Indeterminate comparisons

Comparing symbolic expressions returns one of three answers:

  • (N > 0) == True - the inequality is implied by the assumptions on the symbols.

  • (N > 0) == False - the inequality is provably false.

  • (N > 0) is an unevaluated SymPy expression - SymPy could neither prove nor refute the inequality. This is a frequent source of subtle bugs in transformations: never use such an expression in a Python if. Use simplify() (or supply more assumptions) before branching on it.

Integer arithmetic caveats

SymPy’s default rational arithmetic does not match the C/C++ semantics that the code generators eventually emit. DaCe ships two SymPy functions, int_floor and int_ceil, that correspond to a // b and ceil(a / b) for positive integers respectively. Use them whenever you need to keep the symbolic result in int arithmetic; the simplifier and the code generator both know about them.

Analysis

  • issymbolic() checks whether a value is a SymPy expression that depends on at least one symbol (treating literal Integer/Float as non-symbolic).

  • free_symbols_and_functions() returns the names of every free symbol and every undefined function appearing in the expression. This is the right helper to use when computing the symbol set that must be present in an SDFG before an expression can be evaluated.

  • swalk() is a small visitor that yields every sub-expression in pre-order traversal, optionally descending into function arguments. Use it to look for specific patterns or to gather all occurrences of a kind of node.

  • For sub-expression matching, SymPy’s expr.match(pattern) and expr.find(pattern) are usually sufficient; the SymPy documentation has examples.

Conversion

  • pystr_to_symbolic() parses a Python-style string ("N + 2*M") into a SymPy expression while honoring DaCe’s conventions (e.g., int_floor for //).

  • symstr() renders a SymPy expression back to a Python-style string for generated code and Python-facing utilities.

  • dace.codegen.common.sym2cpp() emits a C/C++-friendly string from the same expression.
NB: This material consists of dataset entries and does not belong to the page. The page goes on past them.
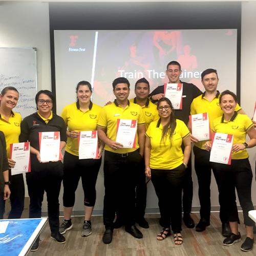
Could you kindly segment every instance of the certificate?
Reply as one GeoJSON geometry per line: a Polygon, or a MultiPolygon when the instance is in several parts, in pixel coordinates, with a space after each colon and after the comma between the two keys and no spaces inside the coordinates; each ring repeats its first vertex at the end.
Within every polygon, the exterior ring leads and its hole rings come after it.
{"type": "Polygon", "coordinates": [[[192,135],[199,141],[209,140],[211,138],[209,116],[207,113],[189,116],[192,135]]]}
{"type": "Polygon", "coordinates": [[[164,94],[175,110],[182,109],[182,83],[165,83],[164,94]]]}
{"type": "Polygon", "coordinates": [[[80,132],[78,137],[78,154],[79,159],[99,158],[97,131],[80,132]]]}
{"type": "Polygon", "coordinates": [[[255,102],[254,112],[253,118],[252,118],[252,120],[253,121],[256,121],[256,102],[255,102]]]}
{"type": "Polygon", "coordinates": [[[59,132],[38,133],[41,162],[56,162],[61,160],[59,132]]]}
{"type": "Polygon", "coordinates": [[[30,172],[30,147],[29,142],[10,144],[11,159],[16,162],[11,169],[11,175],[30,172]]]}
{"type": "Polygon", "coordinates": [[[117,119],[116,141],[122,144],[124,148],[135,148],[136,133],[136,120],[117,119]]]}
{"type": "Polygon", "coordinates": [[[231,164],[233,135],[226,133],[214,133],[210,161],[231,164]]]}

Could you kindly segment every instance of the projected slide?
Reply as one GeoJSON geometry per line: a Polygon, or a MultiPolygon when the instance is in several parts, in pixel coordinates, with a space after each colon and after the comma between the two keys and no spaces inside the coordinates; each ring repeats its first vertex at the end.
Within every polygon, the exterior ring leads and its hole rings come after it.
{"type": "Polygon", "coordinates": [[[201,73],[217,69],[219,90],[236,92],[237,30],[55,30],[57,111],[75,99],[75,86],[91,82],[93,102],[104,105],[114,98],[112,81],[126,77],[131,97],[135,82],[148,80],[152,91],[168,81],[166,65],[177,60],[182,81],[201,90],[201,73]]]}

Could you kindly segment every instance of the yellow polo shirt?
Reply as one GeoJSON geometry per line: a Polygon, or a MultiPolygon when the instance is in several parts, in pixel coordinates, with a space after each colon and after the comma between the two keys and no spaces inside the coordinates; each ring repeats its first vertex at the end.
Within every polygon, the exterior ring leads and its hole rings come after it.
{"type": "Polygon", "coordinates": [[[6,121],[0,115],[0,131],[5,134],[8,158],[10,158],[10,144],[18,143],[22,119],[22,116],[19,114],[12,111],[8,121],[6,121]]]}
{"type": "MultiPolygon", "coordinates": [[[[205,98],[205,92],[193,100],[190,106],[190,115],[208,113],[210,130],[211,131],[214,120],[221,116],[223,114],[223,111],[222,111],[219,103],[220,93],[218,91],[216,96],[210,101],[205,98]]],[[[241,107],[238,104],[237,104],[234,110],[239,111],[241,109],[241,107]]],[[[207,140],[199,141],[195,143],[195,145],[202,150],[205,150],[204,145],[206,141],[207,140]]]]}
{"type": "MultiPolygon", "coordinates": [[[[232,134],[233,144],[243,144],[246,141],[247,132],[253,126],[253,123],[246,115],[234,112],[228,121],[224,120],[223,116],[214,119],[212,131],[216,133],[232,134]]],[[[237,153],[232,152],[232,159],[244,159],[248,157],[249,155],[246,149],[237,153]]]]}
{"type": "Polygon", "coordinates": [[[174,169],[183,162],[181,144],[182,139],[189,135],[189,131],[183,121],[176,119],[171,145],[168,134],[165,143],[161,141],[163,126],[161,123],[158,126],[158,121],[152,122],[146,132],[151,143],[150,167],[153,169],[174,169]]]}
{"type": "MultiPolygon", "coordinates": [[[[131,99],[131,102],[137,104],[136,98],[131,99]]],[[[143,106],[141,106],[144,114],[144,119],[146,124],[146,131],[148,128],[150,123],[153,121],[156,121],[159,119],[159,115],[157,111],[157,106],[153,103],[149,99],[147,99],[146,104],[143,106]]]]}
{"type": "MultiPolygon", "coordinates": [[[[61,117],[64,119],[69,131],[96,131],[97,122],[102,108],[90,102],[89,107],[84,112],[77,102],[66,106],[61,117]]],[[[66,151],[78,156],[78,141],[77,138],[68,137],[66,151]]]]}
{"type": "MultiPolygon", "coordinates": [[[[145,124],[144,115],[141,108],[137,104],[130,102],[128,100],[128,104],[123,109],[117,104],[115,100],[109,105],[102,108],[100,113],[97,125],[106,128],[106,136],[112,140],[116,140],[117,128],[117,119],[136,120],[138,125],[145,124]]],[[[118,154],[133,152],[139,148],[138,143],[138,133],[136,133],[136,146],[135,148],[121,148],[113,150],[107,145],[105,145],[105,150],[108,151],[118,154]]]]}

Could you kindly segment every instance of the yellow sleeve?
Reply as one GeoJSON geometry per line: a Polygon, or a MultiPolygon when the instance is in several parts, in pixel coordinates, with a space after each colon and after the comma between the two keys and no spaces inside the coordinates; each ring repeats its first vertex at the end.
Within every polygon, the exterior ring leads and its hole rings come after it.
{"type": "Polygon", "coordinates": [[[98,119],[97,125],[106,127],[108,125],[108,120],[106,118],[106,112],[105,107],[102,108],[99,114],[99,119],[98,119]]]}
{"type": "Polygon", "coordinates": [[[239,105],[239,104],[238,104],[238,103],[237,103],[237,105],[236,106],[236,108],[234,108],[234,111],[238,112],[238,111],[240,111],[241,110],[242,110],[242,108],[239,105]]]}
{"type": "Polygon", "coordinates": [[[195,115],[196,114],[197,114],[197,112],[195,106],[195,99],[194,99],[190,105],[190,115],[195,115]]]}
{"type": "Polygon", "coordinates": [[[63,118],[63,120],[64,120],[67,126],[68,125],[68,108],[67,106],[65,106],[63,109],[60,116],[63,118]]]}
{"type": "Polygon", "coordinates": [[[140,112],[139,119],[138,119],[138,124],[143,124],[145,123],[145,119],[144,119],[144,114],[142,111],[142,109],[140,106],[140,112]]]}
Code generators should use sym2cpp instead of str(expr) so that integer division, min/max, and the DaCe helper functions produce valid C++.

Serialized symbolic form

JSON serialization uses serialize_symbolic() and deserialize_symbolic() rather than pystr_to_symbolic. The serialized strings are type-accurate and bijective:

  • symbols are emitted as $name;

  • symbols with non-default type/assumptions use symbol($name, dtype=dace.uint64, nonnegative=True);

  • constants carry an explicit suffix such as 2i16 or 8.0f64;

  • SymExpr values serialize as SymExpr(expr, overapprox).
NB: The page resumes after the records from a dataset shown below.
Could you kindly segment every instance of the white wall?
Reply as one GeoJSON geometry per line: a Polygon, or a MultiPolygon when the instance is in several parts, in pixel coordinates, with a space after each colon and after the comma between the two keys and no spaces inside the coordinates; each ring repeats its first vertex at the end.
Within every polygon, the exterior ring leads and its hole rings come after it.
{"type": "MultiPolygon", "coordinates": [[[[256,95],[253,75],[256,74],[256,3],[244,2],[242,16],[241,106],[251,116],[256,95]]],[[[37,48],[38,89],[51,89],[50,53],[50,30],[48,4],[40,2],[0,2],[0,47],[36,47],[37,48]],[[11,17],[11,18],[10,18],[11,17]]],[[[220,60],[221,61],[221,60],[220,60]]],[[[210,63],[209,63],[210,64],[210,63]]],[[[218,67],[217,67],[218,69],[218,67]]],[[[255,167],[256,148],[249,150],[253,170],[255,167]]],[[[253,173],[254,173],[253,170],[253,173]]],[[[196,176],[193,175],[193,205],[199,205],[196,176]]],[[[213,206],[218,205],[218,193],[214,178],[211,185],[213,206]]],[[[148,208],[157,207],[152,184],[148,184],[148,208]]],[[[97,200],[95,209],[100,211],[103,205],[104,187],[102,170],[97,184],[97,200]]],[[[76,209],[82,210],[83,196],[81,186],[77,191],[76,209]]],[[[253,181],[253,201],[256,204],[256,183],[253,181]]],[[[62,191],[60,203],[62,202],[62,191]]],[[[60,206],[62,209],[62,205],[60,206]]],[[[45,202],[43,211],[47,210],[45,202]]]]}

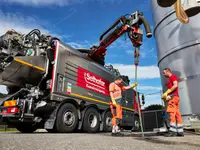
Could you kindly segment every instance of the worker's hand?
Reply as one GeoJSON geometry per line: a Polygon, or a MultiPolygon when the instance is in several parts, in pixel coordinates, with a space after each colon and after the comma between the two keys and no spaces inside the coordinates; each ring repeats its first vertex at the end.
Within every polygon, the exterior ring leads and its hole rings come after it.
{"type": "Polygon", "coordinates": [[[163,95],[162,95],[162,99],[165,99],[167,98],[168,94],[171,92],[170,89],[168,89],[163,95]]]}
{"type": "Polygon", "coordinates": [[[134,87],[136,87],[136,86],[138,86],[138,83],[137,83],[137,82],[135,82],[134,84],[131,85],[132,88],[134,88],[134,87]]]}
{"type": "Polygon", "coordinates": [[[117,105],[117,103],[116,103],[116,101],[115,101],[115,99],[114,99],[114,98],[112,99],[112,103],[113,103],[113,105],[114,105],[114,106],[116,106],[116,105],[117,105]]]}

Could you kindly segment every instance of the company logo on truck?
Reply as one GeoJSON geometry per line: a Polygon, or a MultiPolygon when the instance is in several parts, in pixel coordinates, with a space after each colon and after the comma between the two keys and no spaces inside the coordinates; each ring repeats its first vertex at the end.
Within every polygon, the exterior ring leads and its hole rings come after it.
{"type": "Polygon", "coordinates": [[[77,85],[109,96],[109,82],[81,67],[78,67],[77,85]]]}
{"type": "MultiPolygon", "coordinates": [[[[98,84],[104,88],[105,82],[101,80],[101,78],[97,79],[95,76],[91,75],[90,73],[84,73],[85,81],[90,84],[98,84]]],[[[102,88],[100,87],[100,88],[102,88]]]]}

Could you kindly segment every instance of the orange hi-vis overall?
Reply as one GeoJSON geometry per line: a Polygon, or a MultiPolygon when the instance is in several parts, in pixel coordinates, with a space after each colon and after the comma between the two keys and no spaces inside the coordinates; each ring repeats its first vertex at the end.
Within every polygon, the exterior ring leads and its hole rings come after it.
{"type": "MultiPolygon", "coordinates": [[[[169,78],[168,81],[168,88],[171,88],[173,86],[173,82],[178,81],[178,78],[175,75],[172,75],[169,78]]],[[[177,132],[178,134],[183,133],[183,122],[181,118],[181,113],[179,110],[180,106],[180,98],[178,95],[178,88],[169,94],[171,96],[171,99],[167,102],[167,110],[170,114],[170,131],[171,132],[177,132]]]]}
{"type": "Polygon", "coordinates": [[[110,102],[112,126],[120,125],[122,120],[122,90],[124,90],[123,85],[117,85],[114,82],[109,85],[109,91],[113,92],[113,98],[116,101],[116,105],[110,102]]]}

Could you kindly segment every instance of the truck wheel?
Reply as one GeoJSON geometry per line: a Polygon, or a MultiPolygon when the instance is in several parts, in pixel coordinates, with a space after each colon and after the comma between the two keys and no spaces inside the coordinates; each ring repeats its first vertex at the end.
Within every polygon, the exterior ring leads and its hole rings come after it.
{"type": "Polygon", "coordinates": [[[100,118],[99,112],[91,107],[85,112],[83,120],[83,131],[88,133],[95,133],[99,131],[100,118]]]}
{"type": "Polygon", "coordinates": [[[33,133],[37,130],[37,125],[33,124],[20,124],[16,126],[16,129],[21,133],[33,133]]]}
{"type": "Polygon", "coordinates": [[[103,118],[103,131],[105,132],[112,131],[112,114],[110,111],[106,112],[103,118]]]}
{"type": "Polygon", "coordinates": [[[62,105],[56,119],[56,129],[61,133],[73,132],[78,125],[78,112],[72,104],[62,105]]]}
{"type": "Polygon", "coordinates": [[[49,132],[49,133],[56,133],[56,130],[55,129],[46,129],[47,130],[47,132],[49,132]]]}

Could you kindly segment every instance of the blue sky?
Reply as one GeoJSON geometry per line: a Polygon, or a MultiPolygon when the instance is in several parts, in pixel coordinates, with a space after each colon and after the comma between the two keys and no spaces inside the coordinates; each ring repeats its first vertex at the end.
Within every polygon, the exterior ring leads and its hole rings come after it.
{"type": "MultiPolygon", "coordinates": [[[[149,0],[1,0],[0,34],[12,28],[22,33],[39,28],[75,48],[90,48],[98,44],[99,36],[118,17],[136,10],[144,13],[153,29],[150,6],[149,0]]],[[[128,75],[132,83],[133,50],[131,42],[123,36],[108,47],[106,56],[106,63],[128,75]]],[[[154,37],[144,36],[139,65],[139,91],[159,92],[161,82],[154,37]]],[[[146,97],[146,106],[157,103],[161,104],[159,94],[146,97]]]]}

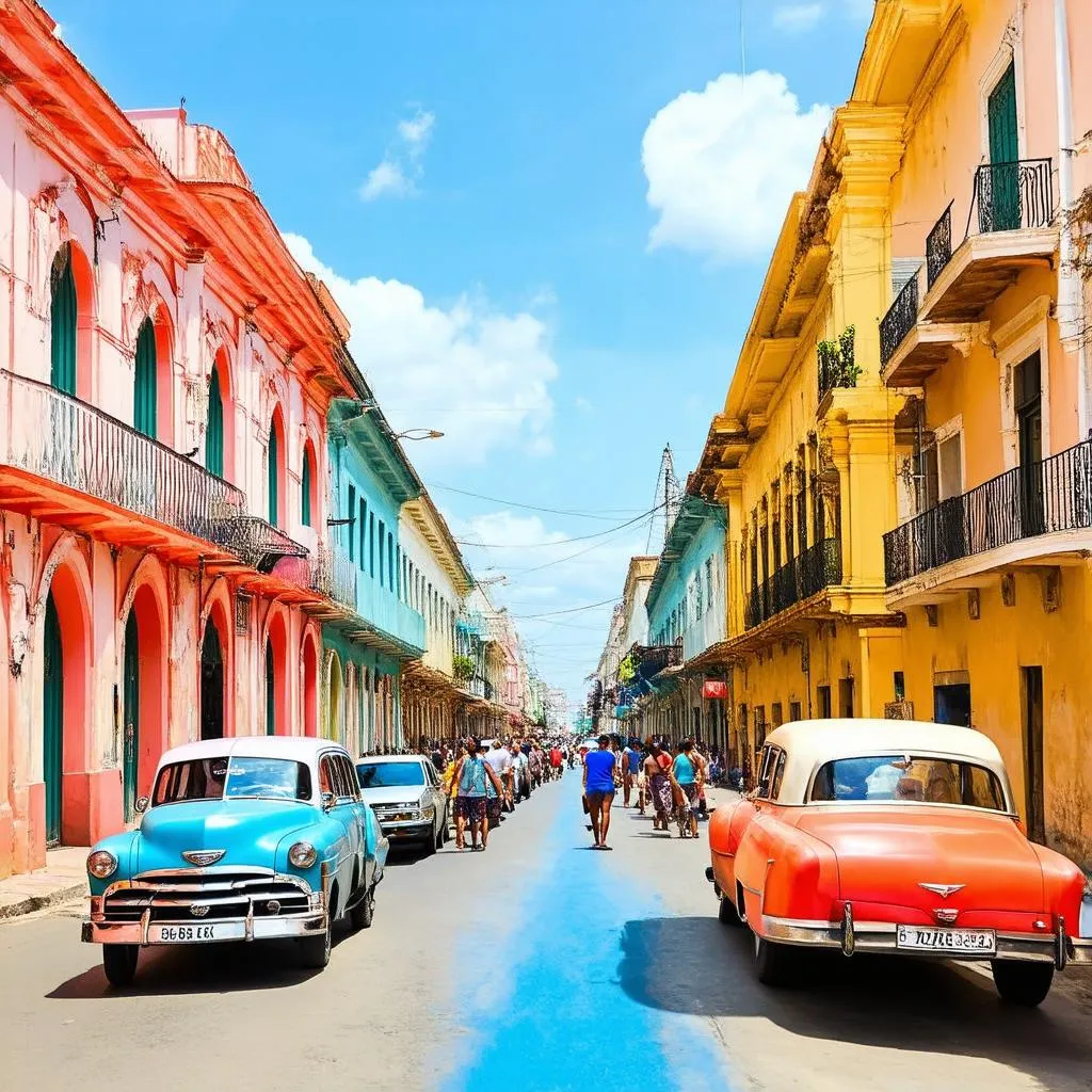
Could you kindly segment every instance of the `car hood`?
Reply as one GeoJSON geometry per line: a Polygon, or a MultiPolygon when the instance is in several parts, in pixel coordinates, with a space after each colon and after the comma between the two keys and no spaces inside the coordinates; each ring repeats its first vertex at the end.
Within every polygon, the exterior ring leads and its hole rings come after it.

Mutation and simplification

  • simplify() is the recommended simplifier throughout the DaCe codebase. Unlike sympy.simplify it preserves integer semantics and runs efficiently on the kinds of expressions that show up in memlet ranges.

  • safe_replace() performs a substitution that is safe under aliasing - replacing a -> b and b -> c simultaneously produces a -> b, b -> c rather than a -> c. Use it whenever you build a substitution dictionary from a mapping that could overlap.

  • overapproximate() returns a syntactic over-approximation of an expression (for instance, replacing a data-dependent Min with one of its arguments). Together with the approx field of SymExpr this is what allows memlet propagation to compute conservative ranges when the exact range is data-dependent.

Symbolic types vs. scalars

When extending DaCe, a recurring decision is whether a quantity should be modeled as a symbol or as a scalar transient. The rule of thumb is:

  • Use a symbol for quantities that are constant over the lifetime of the SDFG (typically loop bounds and array shapes provided by the caller), or a state (e.g., indices used in memlets). Symbols participate in the symbolic propagation system.

  • Use a scalar transient for quantities that may change within states (counters, accumulators, intermediate results). They live in arrays and are written by tasklets like any other data.

When in doubt, prefer a symbol if the value is set once or consumed in ranges or schedules; prefer a scalar otherwise. See the FAQ entry on this question for a longer discussion.